So, given that Nicole Kidman seemed almost like someone I’d grown up with, I was always embittered about her massive career success and pots of money, especially because, despite her having trumped everyone at the Winners audition, I felt strongly that it was all undeserved. As did seemingly everyone else in Australia, I watched the miniseries Vietnam, but failed to see what the big deal was with her being able to cry on cue. I had to stop myself from flying into a rage when, back in the nineties, I bought a copy of Vanity Fair, and the woman in the newsagents lavishly complimented the way Kidman looked in her glamorous cover photograph. By far the most displeasure I felt, though, was when I saw To Die For. I’d been quietly confident that Kidman’s acting in the film, good reviews or no, would be nothing to speak of. My heart sank into my bodysuit, tucked as it was into Levi’s 501s, and then fell into my Dr Martens shoes, when Kidman gave an excellent, and funny, performance as fame-crazed weather girl Suzanne Stone. As my companions and I dined afterwards, I might as well have been having a barium meal for all the pleasure I got from my newfangled ‘woodfired’ pizza.

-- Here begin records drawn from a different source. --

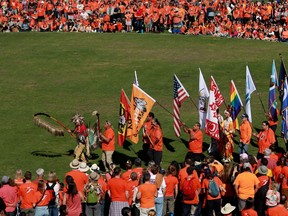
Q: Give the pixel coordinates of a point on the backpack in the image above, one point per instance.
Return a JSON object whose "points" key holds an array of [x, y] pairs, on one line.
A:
{"points": [[93, 194], [50, 189], [189, 191], [213, 188]]}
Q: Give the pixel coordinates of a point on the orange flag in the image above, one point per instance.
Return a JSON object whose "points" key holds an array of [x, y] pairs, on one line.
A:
{"points": [[124, 116], [141, 105]]}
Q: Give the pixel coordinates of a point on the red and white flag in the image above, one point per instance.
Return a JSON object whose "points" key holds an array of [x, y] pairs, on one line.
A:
{"points": [[124, 117], [212, 126], [219, 99], [180, 94]]}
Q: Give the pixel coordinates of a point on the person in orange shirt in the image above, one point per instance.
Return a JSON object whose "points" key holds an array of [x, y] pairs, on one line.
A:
{"points": [[156, 146], [278, 210], [132, 183], [212, 203], [146, 131], [147, 192], [126, 175], [248, 210], [42, 198], [195, 142], [245, 134], [26, 193], [108, 145], [118, 192], [171, 190], [246, 185], [138, 169], [265, 138], [190, 206], [79, 177]]}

As the years went by, though, and Kidman kept turning in skilful and almost always plucky performances, I found myself having to alter my viewpoint, something that happens as slowly and creakily as a coffin opening in The Fall of the House of Usher.  Some would say that I then went to the other extreme: I saw Moulin Rouge! twice (which for certain people I know is more controversial than if I revealed myself to be an admirer of Pol Pot); I will speak in defence of Birthday Girl if called upon to do so; I went to the trouble of renting The Human Stain on VHS; I often consider the idea of renting Birth on DVD; and I didn’t especially hate The Interpreter, even though I didn’t understand a single thing that happened in it from start to finish. Furthermore, I came to feel some sympathy for Kidman as a person. Aside from anything, I find touching her oft-reported deep need to please her mother, an individual who, I seem to remember, one year went on some horrible sort of hiking holiday instead of attending an Oscars ceremony at which Nicole was potentially going to be receiving an award. I find this behaviour astonishing, given that, to my mind, the main reason to have a child is the faint possibility that they’ll win an Oscar and heap acclaim upon you in their acceptance speech while the big stars applaud.

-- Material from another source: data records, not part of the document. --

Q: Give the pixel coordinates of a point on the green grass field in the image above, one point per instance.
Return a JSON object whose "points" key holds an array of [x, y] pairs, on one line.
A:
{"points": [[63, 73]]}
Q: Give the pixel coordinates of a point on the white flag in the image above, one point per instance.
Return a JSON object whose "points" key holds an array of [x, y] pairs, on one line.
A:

These days, though, Kidman seems to attract more of the kind of derision that I used to want so desperately for her to attract. This turn in the tide is due partly to her having starred in a few flops and partly to her frighteningly smooth countenance. Still, Nicole Kidman is, at least, someone who always seems to try their hardest, in contrast with, for example, Dean Martin – Nick Tosches’s flowery biography of whom has index entries such as ‘on motivation as crap’, ‘fuck it all’ and ‘life thought to be a racket’. On the other hand, this lackadaisical approach is also part of the Rat Packer’s enduring appeal, so perhaps Kidman just needs to take things a little easier. This seems unlikely, though, as consultation of the IMDb reveals her to have seven films currently in development, one of which is Untitled Dusty Springfield Project. At least with this last one, I can hope that John-Michael ‘Hollywood’ Howson will be on hand, thus giving Kidman more of the feel of home than would a hundred viewings of Australia.